Quarterly Commentary

June 30, 2018


 

Talk of “Trump’s Trade War” has dominated business and financial headlines for much of the quarter. Despite gloomy predictions of a tariff-induced slowdown, US stocks continue to rally. In addition, the current consensus estimate for Q2 GDP is approximately 4%, which would be the highest quarterly rate of growth since 1990. Given this apparent strength, it’s no surprise that inflation, virtually nonexistent for the past several years, is rising again. The Core Personal Consumption Expenditure Index (Core PCE), the Fed’s preferred measure of inflation, is now at its highest rate of annual growth since 2012. So while “trade war” headlines have garnered massive attention, we see very little evidence, so far, that tariffs are having an appreciable impact on US markets. (The lone exception is soybeans, which have declined about 15% since the end of May.) The global market disruptions we are currently seeing, primarily in Emerging Markets and China, are more likely tied to the strength of the dollar, and economic weakness in Europe and China.

Early in Q2, US Treasury yields moved higher in this environment of strong growth and rising inflation. In late April, the 10-year US Treasury yield pierced the 3% level for the first time since December 2012. Then in May, the 10-year reached a seven-year high of 3.11%. However, yields moderated for the balance of the quarter, closing at 2.86%. The Barclays Aggregate Index returned -0.2% in the quarter, and is down 1.6% YTD.

After a small negative return in Q1, the S&P 500 resumed its upward march in Q2. For the quarter, the S&P 500 was up 3.4%; YTD, the index is up 2.6%. Technology (7.1%), Consumer Discretionary (8.2%), and Energy (13.5%) stocks were the primary drivers in Q2. Technology continued to lead the market, accounting for about one-half of the S&P’s total return in Q2. On the other hand, Financial (-3.2%) and Industrial (-3.2%) stocks were the laggards. The Small Cap Russell 2000 index hit a new all-time high in June. Investors have flocked to small cap stocks as a safe haven from “trade war” fears. The revenues of smaller US companies come primarily from US-based customers, insulating their operations from international tariffs. The Russell 2000 returned 7.8% in Q2.

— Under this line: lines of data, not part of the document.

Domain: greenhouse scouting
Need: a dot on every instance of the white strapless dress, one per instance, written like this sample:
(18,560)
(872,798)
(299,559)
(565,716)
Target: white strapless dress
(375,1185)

It’s important to point out that the powerful stock market rally we’re witnessing is extremely narrow, largely driven by the performance of a handful of very large market cap stocks. The so-called FANG+ stocks, Facebook, Apple, Amazon, Netflix, Microsoft, and Google, have pushed the S&P 500 up 2.7% since November 2017. The remaining 494 S&P stocks are DOWN 0.4% over that time. The six FANG+ stocks account for nearly $4 trillion in market value, which is larger than the British stock market, the 5th largest in the world!

While the US economy is firing on all cylinders, the rest of the world is most certainly NOT. Beginning in February, many European economies showed signs of dramatic slowing. In addition, a more hawkish Fed, higher US rates and a stronger US Dollar combined to put a great deal of strain on Emerging Market economies. Many of these countries have US Dollar denominated debt to service, and better growth prospects in the US causes capital flight from these emerging economies, weakening their domestic currencies. Finally, slowing growth in China and trade war fears have caused both the Chinese stock market and currency to plummet. Chinese stocks are down 20% from their 2018 high water mark.

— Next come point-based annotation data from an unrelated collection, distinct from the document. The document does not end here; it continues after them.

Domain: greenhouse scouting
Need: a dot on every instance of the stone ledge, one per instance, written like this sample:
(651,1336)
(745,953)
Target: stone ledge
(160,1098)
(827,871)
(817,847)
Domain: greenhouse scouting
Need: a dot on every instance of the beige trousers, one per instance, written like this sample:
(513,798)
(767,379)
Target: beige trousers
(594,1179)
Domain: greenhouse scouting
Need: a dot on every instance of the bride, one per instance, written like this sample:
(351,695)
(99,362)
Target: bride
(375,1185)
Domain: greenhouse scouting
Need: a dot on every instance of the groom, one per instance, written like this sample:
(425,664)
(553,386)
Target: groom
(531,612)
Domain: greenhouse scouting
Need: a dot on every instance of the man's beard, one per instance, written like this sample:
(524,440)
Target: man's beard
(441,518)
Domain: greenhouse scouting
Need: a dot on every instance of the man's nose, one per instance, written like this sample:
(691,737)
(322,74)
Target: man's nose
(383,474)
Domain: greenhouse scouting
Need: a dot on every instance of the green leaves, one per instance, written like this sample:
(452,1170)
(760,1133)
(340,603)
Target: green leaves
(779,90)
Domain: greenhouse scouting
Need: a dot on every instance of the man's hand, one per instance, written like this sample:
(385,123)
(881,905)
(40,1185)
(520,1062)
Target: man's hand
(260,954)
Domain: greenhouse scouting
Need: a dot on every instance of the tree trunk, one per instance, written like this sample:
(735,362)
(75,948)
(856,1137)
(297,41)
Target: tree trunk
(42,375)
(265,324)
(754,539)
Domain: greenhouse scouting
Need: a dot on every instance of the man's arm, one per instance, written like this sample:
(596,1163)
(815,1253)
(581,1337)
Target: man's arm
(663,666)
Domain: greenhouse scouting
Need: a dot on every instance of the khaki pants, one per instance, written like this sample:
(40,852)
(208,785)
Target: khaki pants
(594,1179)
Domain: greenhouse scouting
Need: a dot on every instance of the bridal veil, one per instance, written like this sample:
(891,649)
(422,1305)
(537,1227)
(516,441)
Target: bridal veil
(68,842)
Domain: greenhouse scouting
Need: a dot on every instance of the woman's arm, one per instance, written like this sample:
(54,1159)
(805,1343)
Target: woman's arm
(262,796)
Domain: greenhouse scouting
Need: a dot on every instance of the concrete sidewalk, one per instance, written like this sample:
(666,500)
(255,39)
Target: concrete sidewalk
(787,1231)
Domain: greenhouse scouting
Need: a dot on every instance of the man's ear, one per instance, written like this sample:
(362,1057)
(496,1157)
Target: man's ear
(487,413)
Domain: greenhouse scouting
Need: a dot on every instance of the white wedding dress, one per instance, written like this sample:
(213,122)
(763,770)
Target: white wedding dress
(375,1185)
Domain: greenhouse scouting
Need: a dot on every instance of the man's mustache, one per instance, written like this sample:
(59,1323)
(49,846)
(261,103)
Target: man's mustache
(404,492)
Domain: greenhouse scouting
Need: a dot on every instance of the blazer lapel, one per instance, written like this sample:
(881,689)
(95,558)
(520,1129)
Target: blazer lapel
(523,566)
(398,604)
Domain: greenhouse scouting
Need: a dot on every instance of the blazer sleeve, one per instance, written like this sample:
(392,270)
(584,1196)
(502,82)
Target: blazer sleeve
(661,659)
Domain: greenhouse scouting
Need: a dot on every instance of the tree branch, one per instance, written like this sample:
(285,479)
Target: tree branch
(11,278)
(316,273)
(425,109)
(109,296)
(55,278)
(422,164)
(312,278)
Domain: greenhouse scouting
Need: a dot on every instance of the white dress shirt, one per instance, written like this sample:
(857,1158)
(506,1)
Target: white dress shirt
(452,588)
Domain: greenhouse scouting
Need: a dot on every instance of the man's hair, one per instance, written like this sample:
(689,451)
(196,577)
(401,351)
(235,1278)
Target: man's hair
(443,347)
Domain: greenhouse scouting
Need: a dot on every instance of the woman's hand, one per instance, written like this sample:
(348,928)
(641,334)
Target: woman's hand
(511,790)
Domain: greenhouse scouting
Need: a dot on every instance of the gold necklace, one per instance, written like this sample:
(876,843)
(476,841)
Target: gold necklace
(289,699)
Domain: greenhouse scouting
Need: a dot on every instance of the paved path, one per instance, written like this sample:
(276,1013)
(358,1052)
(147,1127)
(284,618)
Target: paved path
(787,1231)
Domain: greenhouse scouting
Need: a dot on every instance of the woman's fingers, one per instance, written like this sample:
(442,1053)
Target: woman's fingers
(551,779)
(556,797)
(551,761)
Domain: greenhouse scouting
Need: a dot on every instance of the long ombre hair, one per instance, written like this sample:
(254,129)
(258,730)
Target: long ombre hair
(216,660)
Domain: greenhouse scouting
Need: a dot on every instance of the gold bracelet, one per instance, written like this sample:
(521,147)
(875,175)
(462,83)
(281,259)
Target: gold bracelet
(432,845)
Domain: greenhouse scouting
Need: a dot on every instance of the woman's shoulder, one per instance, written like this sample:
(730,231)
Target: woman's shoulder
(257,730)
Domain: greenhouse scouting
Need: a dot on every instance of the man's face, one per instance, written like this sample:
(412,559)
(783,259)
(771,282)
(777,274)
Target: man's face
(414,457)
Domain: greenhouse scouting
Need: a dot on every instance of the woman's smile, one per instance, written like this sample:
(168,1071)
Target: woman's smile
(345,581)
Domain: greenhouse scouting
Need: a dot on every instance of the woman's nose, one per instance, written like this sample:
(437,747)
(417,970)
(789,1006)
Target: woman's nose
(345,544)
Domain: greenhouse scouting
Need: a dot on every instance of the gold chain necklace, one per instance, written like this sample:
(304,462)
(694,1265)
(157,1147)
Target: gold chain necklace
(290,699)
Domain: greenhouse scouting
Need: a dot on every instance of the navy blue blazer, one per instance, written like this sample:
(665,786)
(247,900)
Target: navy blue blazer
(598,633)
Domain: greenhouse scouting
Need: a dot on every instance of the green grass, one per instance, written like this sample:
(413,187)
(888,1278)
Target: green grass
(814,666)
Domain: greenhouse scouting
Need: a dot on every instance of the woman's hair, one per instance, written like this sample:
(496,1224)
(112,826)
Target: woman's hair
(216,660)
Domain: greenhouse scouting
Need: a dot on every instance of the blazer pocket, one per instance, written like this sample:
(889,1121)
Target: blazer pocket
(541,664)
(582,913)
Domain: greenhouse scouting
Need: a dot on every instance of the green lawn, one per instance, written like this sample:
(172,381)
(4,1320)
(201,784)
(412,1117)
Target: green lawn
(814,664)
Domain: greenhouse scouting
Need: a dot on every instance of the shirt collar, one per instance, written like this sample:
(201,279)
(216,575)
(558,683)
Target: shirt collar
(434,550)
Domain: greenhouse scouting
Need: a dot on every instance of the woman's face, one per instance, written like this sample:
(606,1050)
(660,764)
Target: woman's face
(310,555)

As the Fed has raised the federal funds rate six times in 18 months, we’ve witnessed a pronounced flattening of the yield curve. As recently as February, the yield of the 30-year US Treasury bond was 1.1% greater than that of 2-year Treasury note. That difference has narrowed to less than 0.4% today. Curve flattening is common during a Fed rate hike cycle as the Fed raises short-term rates, slowing the economy, which in turn dampens long-term rates which are primarily influenced by inflation expectations. If the curve were to invert (short rates higher than long rates), that would be an ominous sign as every recession of the past 60 years has been preceded by an inverted yield curve. The Fed must strike a delicate balance between keeping inflation in check, while not tipping the economy into recession.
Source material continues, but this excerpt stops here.